0
Yorum
4
Beğeni
5,0
Puan
291
Okunma
Yuvamızın değerli sakinleri, merhaba. Birazdan okuyacaklarınız kendi okulumda düzenlenen münazaradan kalma bir konunun benim kalemimin yorumuyla özetlenen yazıları içermektedir.
Seneryo-1:
Cezalandırmada bireylerin sosyo-ekonomik durumu göz önüne alınmalıdır.
İnsanlar hayatta her türlü hata yapar, bu bazen küçük ve önemsiz bir şey ve cezalandırma yerine af gerektirilebilirken bazense sonucunda çok büyük değişimlere uğrayarak önüne geçilmesi için ceza verme gereği duyulur. Bunun sonucunda ise "cezalandırma" kavramı ortaya çıkar. Bugünkü konumuzda Cezalandırmada bireylerin sosyo-ekonomik durumu göz önüne alınmalı mıdır yoksa alınmamalı mıdır? konusu işlenecek. Burada ise alınmalıdır fikri savunulacak.

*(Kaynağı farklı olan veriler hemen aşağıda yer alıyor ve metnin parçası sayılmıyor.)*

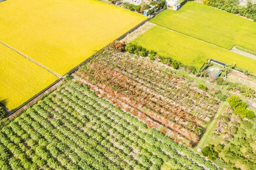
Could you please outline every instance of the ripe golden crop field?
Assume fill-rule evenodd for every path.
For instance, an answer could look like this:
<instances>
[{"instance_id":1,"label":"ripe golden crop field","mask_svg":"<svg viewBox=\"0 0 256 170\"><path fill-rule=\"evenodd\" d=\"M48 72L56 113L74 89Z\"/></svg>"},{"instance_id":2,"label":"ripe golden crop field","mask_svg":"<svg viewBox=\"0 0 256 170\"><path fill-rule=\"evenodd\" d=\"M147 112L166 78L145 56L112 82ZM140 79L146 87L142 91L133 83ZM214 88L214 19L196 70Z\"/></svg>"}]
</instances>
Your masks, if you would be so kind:
<instances>
[{"instance_id":1,"label":"ripe golden crop field","mask_svg":"<svg viewBox=\"0 0 256 170\"><path fill-rule=\"evenodd\" d=\"M0 102L10 109L58 80L53 74L0 43Z\"/></svg>"},{"instance_id":2,"label":"ripe golden crop field","mask_svg":"<svg viewBox=\"0 0 256 170\"><path fill-rule=\"evenodd\" d=\"M63 75L145 19L97 0L7 0L0 40Z\"/></svg>"}]
</instances>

Öncelikle herkesin aynı şartlarda geçinemediği göz önünde bulundurulmalıdır. Yani her bireyin farklı bir kazanca veya bütçeye sahip olduğu, her bireyin geldiği kesimin iş olanaklarının veya sosyal olanaklarının farklı olduğu göz önünde bulundurulmalıdır. Buna adalet denir. Örneğin farklı bir bölgeden iş için gelen bir birey geldiği yerde ya evini, ailesini maddi olarak geçindiremediği için gelmiş olabilir ya da orada yeteri kadar iş imkanı bulamadığı için. Bulunduğu yerde Sosyal olarak zorlanma ve istismara uğrama olasılığı da göz önünde bulundurulmalı ki bu her birey için bir olasılık.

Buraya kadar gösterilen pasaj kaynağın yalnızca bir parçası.